Recepta na trwały związek
Pewna lisica z Cigacic
opracowała taktykę:
Najpierw się trochę połasi,
później popatrzy z zachwytem
i nieszczęśliwy małżonek
(któremu żona dogryzła),
czuje się tak doceniony,
że łatwo wpada w jej sidła.
A potem, jak mówią - z górki,
kiedy faceta ma w garści,
sprawnie pociąga za sznurki,
a frajer za wszystko płaci.
Gdy nie chcesz, aby partnera
porwała owa lisica,
mimo iż nerwy ci zżera,
czasem się nim pozachwycaj.
Komentarze (60)
A jeszcze tak na marginesie;
czy to zręczne stylistycznie tak blisko siebie "gdy"?

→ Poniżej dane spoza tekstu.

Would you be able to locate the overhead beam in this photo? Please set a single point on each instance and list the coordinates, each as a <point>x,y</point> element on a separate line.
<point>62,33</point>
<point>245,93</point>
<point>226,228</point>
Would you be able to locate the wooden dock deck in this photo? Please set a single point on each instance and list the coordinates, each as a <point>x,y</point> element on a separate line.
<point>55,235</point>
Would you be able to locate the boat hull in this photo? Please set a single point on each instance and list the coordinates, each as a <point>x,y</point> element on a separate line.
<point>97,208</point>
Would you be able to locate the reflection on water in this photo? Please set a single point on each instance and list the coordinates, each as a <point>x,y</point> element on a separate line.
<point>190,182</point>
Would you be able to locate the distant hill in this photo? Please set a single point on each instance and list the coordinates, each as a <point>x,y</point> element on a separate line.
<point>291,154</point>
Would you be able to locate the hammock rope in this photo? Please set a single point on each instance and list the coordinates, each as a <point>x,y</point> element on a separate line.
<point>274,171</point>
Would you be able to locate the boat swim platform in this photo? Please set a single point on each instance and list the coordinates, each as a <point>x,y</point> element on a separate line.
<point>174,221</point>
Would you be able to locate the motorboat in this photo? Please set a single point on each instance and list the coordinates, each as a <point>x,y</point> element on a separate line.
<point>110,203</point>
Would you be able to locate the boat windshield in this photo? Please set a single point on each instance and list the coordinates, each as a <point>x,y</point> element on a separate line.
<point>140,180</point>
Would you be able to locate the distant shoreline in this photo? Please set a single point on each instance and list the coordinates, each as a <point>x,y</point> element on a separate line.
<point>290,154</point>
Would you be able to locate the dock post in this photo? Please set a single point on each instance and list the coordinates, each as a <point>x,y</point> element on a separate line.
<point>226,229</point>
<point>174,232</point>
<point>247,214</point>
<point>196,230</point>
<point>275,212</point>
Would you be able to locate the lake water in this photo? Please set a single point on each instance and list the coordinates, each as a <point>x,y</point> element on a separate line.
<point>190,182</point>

Wanda Kosma - korespondencja prywatna ma sens przy
wymianie prywatnych wypowiedzi, które nie muszą
interesować osób trzecich. Z mojej poprzedniej
wypowiedzi wynikało, że przyznałem Pani rację co do
mojej błędnej sugestii, że przecinek przed "aby" jest
niepotrzebny. Natomiast synonimy jak mówi definicja
mają takie samo lub podobne znaczenie, czyli są
bliskoznaczne. Jeżeli(jeśli) to spójnik rozpoczynający
zdanie(lub jego równoważnik) wyrażające warunek,
przyczynę, rację, uzasadnienie czegoś itd., natomiast
"gdy" to spójnik wprowadzający zdanie podrzędne, w
którym wyrażony jest stosunek do czasu odbywania się
czynności w zdaniu nadrzędnym albo spójnik
rozpoczynający zdanie oznaczające warunek. Jest więc
"subtelna" różnica między wyrażaniem warunku, a jego
oznaczaniem i to chciałem powiedzieć w komentarzu.
Akademickie bicie piany ma sens, szczególnie na tym
portalu, gdzie aż sie roi od błędów stylistycznych,
składniowych, czy ortograficznych. Jednak z
satysfakcją podkreślam, że wreszcie znalazł się
Ktoś, kto to pokazuje i potrafi merytorycznie
uzasadnić. Pozdrawiam.
Taką radę przyjąć wypada.
Tylko, że nie w każdej żonie - spryt i wrodzona
mądrość Solejukowej :)
Pozdrowienia, KrzemAniu :))
Brawo Aniu, niech to przeczytają wszystkie kobiety(ze
stażem małżeńskim 10+)
Pozdrawiam i oczko posyłam paa :)
Staż - "gdy" w tym zdaniu jest synonimem "jeżeli".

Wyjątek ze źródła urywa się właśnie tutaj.